Ran Chun-Qiong, Su Ying, Wang Xiong, Chen Xi, Zeng Zhi-Xuan, Dong Kun, Liu Zhe-Long, Hu Shu-Hong, Yang Yan, Yu Xue-Feng, Chen Yong, Yuan Gang, He Wen-Tao
Division of Endocrinology, Department of Internal Medicine, Tongji Hospital, Tongji Medical College, Huazhong University of Science and Technology, Wuhan, 430030, China.
Hubei Clinical Medical Research Center for Endocrinology and Metabolic Diseases, Wuhan, 430030, China.
Curr Med Sci. 2025 Jul 22. doi: 10.1007/s11596-025-00092-6.
The molecular mechanisms of early-onset multigenerational diabetes remain unknown. This study aimed to investigate the clinical and genetic characteristics of early-onset diabetes involving at least two consecutive generations.
From 1296 inpatients with diabetes, we selected individuals who were ≤ 30 years of age and who were clinically suspected of having familial monogenic diabetes. Clinical data were collected from the probands and their family members. Whole-exome sequencing (WES) was used to identify possible causal variants for diabetes. Candidate pathogenic variants were verified by Sanger sequencing, assessed for cosegregation in family members, and evaluated on the basis of the American College of Medical Genetics and Genomics and the Association for Molecular Pathology (ACMG/AMP) guidelines. Moreover, missense and synonymous variants were subjected to in silico pathogenicity prediction via MutationTaster and PolyPhen-2. RNAfold was used to predict RNA structural alterations for synonymous variants.
Twenty-five early-onset diabetes patients with a history of familial diabetes were enrolled. Pathogenic/likely pathogenic variants (p.Gly292fs in HNF1A, p.Gly245Argfs*22 in PDX1, p.Asp329His in KCNJ11, p.Leu734Phe and p.Val606Gly in WFS1) were detected in four patients, who were diagnosed accurately and treated with reasonable hypoglycemic agents based on genetic testing results. The variants of uncertain significance (ABCC8 c.3039 G > A (p.Ser1013 = Ser), MAPK8IP1 p.Gln144_Gly145insSerGln, and TBC1D4 p.Arg1249Trp) were identified in three probands.
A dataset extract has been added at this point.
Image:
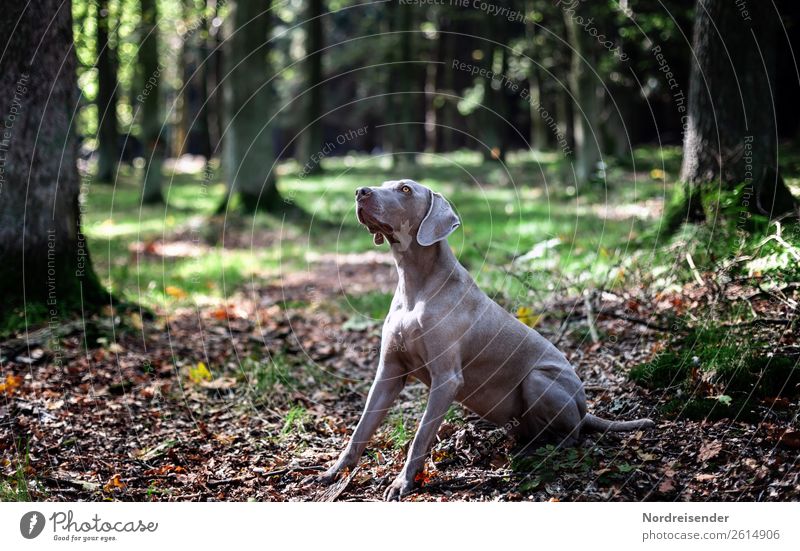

Patients with early-onset diabetes involving at least two consecutive generations may harbor genetic variants. Genetic testing in this population enables precision diagnosis, informs individualized treatment, and facilitates genetic counseling.
早发型多代糖尿病的分子机制尚不清楚。本研究旨在调查至少连续两代患早发型糖尿病的临床和遗传特征。
从1296例糖尿病住院患者中,我们选取年龄≤30岁且临床怀疑患有家族性单基因糖尿病的个体。收集先证者及其家庭成员的临床资料。采用全外显子组测序(WES)来识别可能导致糖尿病的变异。候选致病变异通过桑格测序进行验证,评估其在家庭成员中的共分离情况,并根据美国医学遗传学与基因组学学会以及分子病理学协会(ACMG/AMP)指南进行评估。此外,错义变异和同义变异通过MutationTaster和PolyPhen-2进行计算机致病性预测。使用RNAfold预测同义变异的RNA结构改变。
纳入了25例有家族糖尿病史的早发型糖尿病患者。在4例患者中检测到致病变异/可能的致病变异(HNF1A基因中的p.Gly292fs、PDX1基因中的p.Gly245Argfs*22、KCNJ11基因中的p.Asp329His、WFS1基因中的p.Leu734Phe和p.Val606Gly),根据基因检测结果对这些患者进行了准确诊断并给予合理的降糖药物治疗。在3例先证者中鉴定出意义未明的变异(ABCC8基因的c.3039 G>A(p.Ser1013 = Ser)、MAPK8IP1基因的p.Gln144_Gly145insSerGln以及TBC1D4基因的p.Arg1249Trp)。
至少连续两代患早发型糖尿病的患者可能携带遗传变异。对该人群进行基因检测可实现精准诊断,为个体化治疗提供依据,并便于进行遗传咨询。